Unfair retaliatory review not being removed after Airbnb update

Phil-And-Aquilla0
Level 10
London, United Kingdom

Unfair retaliatory review not being removed after Airbnb update

Brian Chesky in his video today named 10 changes for Airbnb hosts. One was making it simpler to remove an unfair retaliatory review. So I tried to get what I considered and unfair and retaliatory review from last year, a 2 star review surrounded by a sea of 5 star reviews. . I got nowhere. I was quoted the usual spiel: "In other words, since we're a third party entity not present during the reservation to accurately determine the reality, we do not intervene in disputes regarding the niceness, fairness, or truthfulness of a review. We only remove reviews if our content and review guidelines are violated, and we cannot make any exceptions." So in other words nothing has changed. I would like to know just how it is simpler to remove unfair reviews. Sadly the support staff member was unable to answer that one for me.

7 Replies 7
Mike-And-Jane0
Level 10
England, United Kingdom

@Phil-And-Aquilla0 I would wait a little until the CS staff are trained. They are poor at the best of times and it will take time for new policies to trickle down to them.

On your specific case a 2 star review by itself is not enough to get it removed. What was the retaliatory element with respect to this review?

@Mike-And-Jane0, Yes, I would agree about the CS staff training, though they try their best. In the early days (I have been a member since 2012) there was a lot more flexibility and a lot more common sense. Now the staff are more robotic in their responses. They're not trained to have a mind of their own but to simply toe the party line. My guest had backed into my metal garage door and caused some damage. In the guest's  review, she said that I had made out that the damage to the garage door was worse than it was and, yes, that was my initial reaction but after I had knocked most of the damage back into shape I let the matter drop and made no claim against the guest.

@Phil-And-Aquilla0 Sadly, if you had charged the guest then the review could be said to be retaliatory. As you generously didn't I fear the review may end remaining on your account.

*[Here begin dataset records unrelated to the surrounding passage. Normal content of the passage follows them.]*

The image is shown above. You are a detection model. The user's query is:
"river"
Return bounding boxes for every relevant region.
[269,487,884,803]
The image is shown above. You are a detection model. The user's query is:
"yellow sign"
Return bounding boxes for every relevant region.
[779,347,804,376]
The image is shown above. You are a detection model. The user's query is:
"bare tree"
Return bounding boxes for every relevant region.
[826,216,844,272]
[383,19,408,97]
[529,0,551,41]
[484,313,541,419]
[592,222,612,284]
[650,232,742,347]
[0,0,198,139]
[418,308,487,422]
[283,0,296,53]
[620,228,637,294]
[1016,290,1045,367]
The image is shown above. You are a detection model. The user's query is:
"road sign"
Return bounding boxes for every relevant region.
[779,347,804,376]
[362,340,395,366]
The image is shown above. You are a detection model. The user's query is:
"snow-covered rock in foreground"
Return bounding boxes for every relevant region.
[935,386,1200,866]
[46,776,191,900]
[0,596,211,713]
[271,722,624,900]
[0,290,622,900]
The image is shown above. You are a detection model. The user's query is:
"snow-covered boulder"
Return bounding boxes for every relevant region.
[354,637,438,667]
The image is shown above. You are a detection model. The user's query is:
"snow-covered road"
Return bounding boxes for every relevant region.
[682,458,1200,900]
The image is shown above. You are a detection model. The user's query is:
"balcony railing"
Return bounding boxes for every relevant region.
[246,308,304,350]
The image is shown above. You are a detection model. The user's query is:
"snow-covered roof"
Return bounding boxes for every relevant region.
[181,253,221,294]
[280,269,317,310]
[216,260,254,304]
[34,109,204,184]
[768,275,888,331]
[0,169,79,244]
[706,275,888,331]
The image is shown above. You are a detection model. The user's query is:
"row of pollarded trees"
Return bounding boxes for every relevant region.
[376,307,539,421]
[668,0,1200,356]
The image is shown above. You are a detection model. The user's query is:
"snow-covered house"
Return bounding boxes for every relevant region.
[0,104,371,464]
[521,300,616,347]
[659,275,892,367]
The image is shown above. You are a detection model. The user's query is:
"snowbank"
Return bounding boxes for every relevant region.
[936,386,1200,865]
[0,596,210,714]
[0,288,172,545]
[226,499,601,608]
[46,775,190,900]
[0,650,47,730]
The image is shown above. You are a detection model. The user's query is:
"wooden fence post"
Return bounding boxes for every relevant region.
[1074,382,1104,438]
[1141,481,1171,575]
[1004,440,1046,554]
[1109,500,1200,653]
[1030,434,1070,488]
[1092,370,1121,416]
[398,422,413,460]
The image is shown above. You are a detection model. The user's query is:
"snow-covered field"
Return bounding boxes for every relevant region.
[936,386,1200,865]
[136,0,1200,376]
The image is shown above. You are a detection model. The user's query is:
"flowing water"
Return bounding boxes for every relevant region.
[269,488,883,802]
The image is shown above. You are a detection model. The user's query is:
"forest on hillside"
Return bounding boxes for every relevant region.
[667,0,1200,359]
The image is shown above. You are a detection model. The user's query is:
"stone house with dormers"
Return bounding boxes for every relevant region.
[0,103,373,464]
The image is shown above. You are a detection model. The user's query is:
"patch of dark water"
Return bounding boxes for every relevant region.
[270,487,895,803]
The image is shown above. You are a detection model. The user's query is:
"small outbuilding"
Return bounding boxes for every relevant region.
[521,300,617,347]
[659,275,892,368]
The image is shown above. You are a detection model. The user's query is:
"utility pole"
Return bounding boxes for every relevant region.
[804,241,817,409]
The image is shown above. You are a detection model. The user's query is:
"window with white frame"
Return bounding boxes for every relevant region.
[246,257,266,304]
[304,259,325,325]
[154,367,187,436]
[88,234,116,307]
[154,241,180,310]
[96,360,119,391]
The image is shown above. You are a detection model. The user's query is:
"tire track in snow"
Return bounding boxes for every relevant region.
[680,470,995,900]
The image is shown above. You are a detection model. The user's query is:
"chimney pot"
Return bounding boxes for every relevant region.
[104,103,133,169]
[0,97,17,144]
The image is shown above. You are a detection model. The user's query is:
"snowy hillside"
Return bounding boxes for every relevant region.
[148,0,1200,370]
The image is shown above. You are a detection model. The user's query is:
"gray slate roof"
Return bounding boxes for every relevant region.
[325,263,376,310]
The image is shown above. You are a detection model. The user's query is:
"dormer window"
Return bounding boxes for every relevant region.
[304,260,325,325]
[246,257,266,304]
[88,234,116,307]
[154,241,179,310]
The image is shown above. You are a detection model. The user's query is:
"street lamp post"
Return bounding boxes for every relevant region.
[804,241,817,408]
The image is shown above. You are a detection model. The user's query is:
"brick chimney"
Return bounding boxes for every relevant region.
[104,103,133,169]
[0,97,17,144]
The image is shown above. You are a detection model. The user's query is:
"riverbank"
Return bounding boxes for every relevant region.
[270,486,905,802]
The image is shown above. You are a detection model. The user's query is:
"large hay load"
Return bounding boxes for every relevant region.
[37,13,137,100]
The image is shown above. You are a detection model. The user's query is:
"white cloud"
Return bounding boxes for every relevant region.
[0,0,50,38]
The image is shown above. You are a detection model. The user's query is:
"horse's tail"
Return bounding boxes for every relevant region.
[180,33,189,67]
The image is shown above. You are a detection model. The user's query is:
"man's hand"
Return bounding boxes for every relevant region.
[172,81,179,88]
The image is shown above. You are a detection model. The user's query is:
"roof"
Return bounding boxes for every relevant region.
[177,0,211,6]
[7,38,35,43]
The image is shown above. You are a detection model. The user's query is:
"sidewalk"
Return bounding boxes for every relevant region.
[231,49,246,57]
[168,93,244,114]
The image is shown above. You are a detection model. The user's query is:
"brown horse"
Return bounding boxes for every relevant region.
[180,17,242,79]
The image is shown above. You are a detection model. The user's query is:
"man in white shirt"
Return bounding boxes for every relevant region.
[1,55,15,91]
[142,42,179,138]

I'm in a similar spot, only difference is I got a 1-star review after a solid year of 5-star overall reviews. In short, here's what happened. 

 

Recently, a guest showed up with his 6 yr old son, which exceeded my max guest limit AND in violation of my house rules that said my home is "unsuitable for 2-12 year olds." I was put on the spot, but given this was at night I let the family stay but told guest this put me in an uncomfortable situation. Guest cancelled remaining 2 nights online and the next day, wanted refund for those. I explained my no-refund policy and he got upset and repeated his request. After asking him more about why he brought his son, I realized this was a last-minute thing and offered to refund him one night. He remained upset and left. I still gave him the one night refund and since no good deed goes unpunished, now I have a 1-star review that's brought my rating down from a 4.89 to a 4.82.

 

Despite AirBnb's policy for guests to "not write biased or inauthentic reviews as a form of retaliation against a Host who enforces a policy or rule" this is obviously contradicted in the following response from their support team. 

 

"In order for a review to be removed, the contents of the review has to be in violation of our policies, after checking several times through the review which was left for you, the review did not violate our polices. We also do not remove review based off truth or fairness."

 

"Based on the content in the review, we could not find any content or language that goes against our policies, we understand that this may seem unfair to you and wish that there was something else that could be done however, we are not able to make exceptions or override the policies." 

 

So, it doesn't matter that the guest violated house rules, or that his review was untruthful, or that he admitted in his review that he violated house rules, only that his review didn't violate AirBnb policy....which is for guests to respect and follow house rules and not retaliate when a host tries to enforce them. In short, I think this is just about the most hypocritical policy ever seen from a world-wide business.

Fred13
Level 10
Placencia, Belize

Actually it is quite a positive leap for Airbnb to finally understand and begin to address that abusive behavior is not confined to just one side, but to both (host & guests). The deviation from the old the-customer-is-always-right regiment will take some time, but the change will ultimately come; a good thing, a very good thing.

Gillian166
Level 10
Hay Valley, Australia

@Fred13  agreed, but only if it's actually put into practice, rather than just saying they are doing it.  

 

Let's see if anyone comes here to report a success story. 

Agreed~! We went through our account and submitted about eight clearly retaliatory reviews. All with  messaging in the platform we asked the Airbnb support to read. All stated how much they loved the houses, how clean they were, etc. All until they damaged things and we charged for it. All wrote reviews saying it was horrible, dirty, etc. We asked Airbnb to read the messaging and remove the reviews per their new policy. These are clear cut cases. What did we get back? Standard messages both from customer support and a supervisor that they read the review and it didn't violate their review standards. This is just more of the same from Airbnb....no support for hosts. More talk and no action. So disappointing.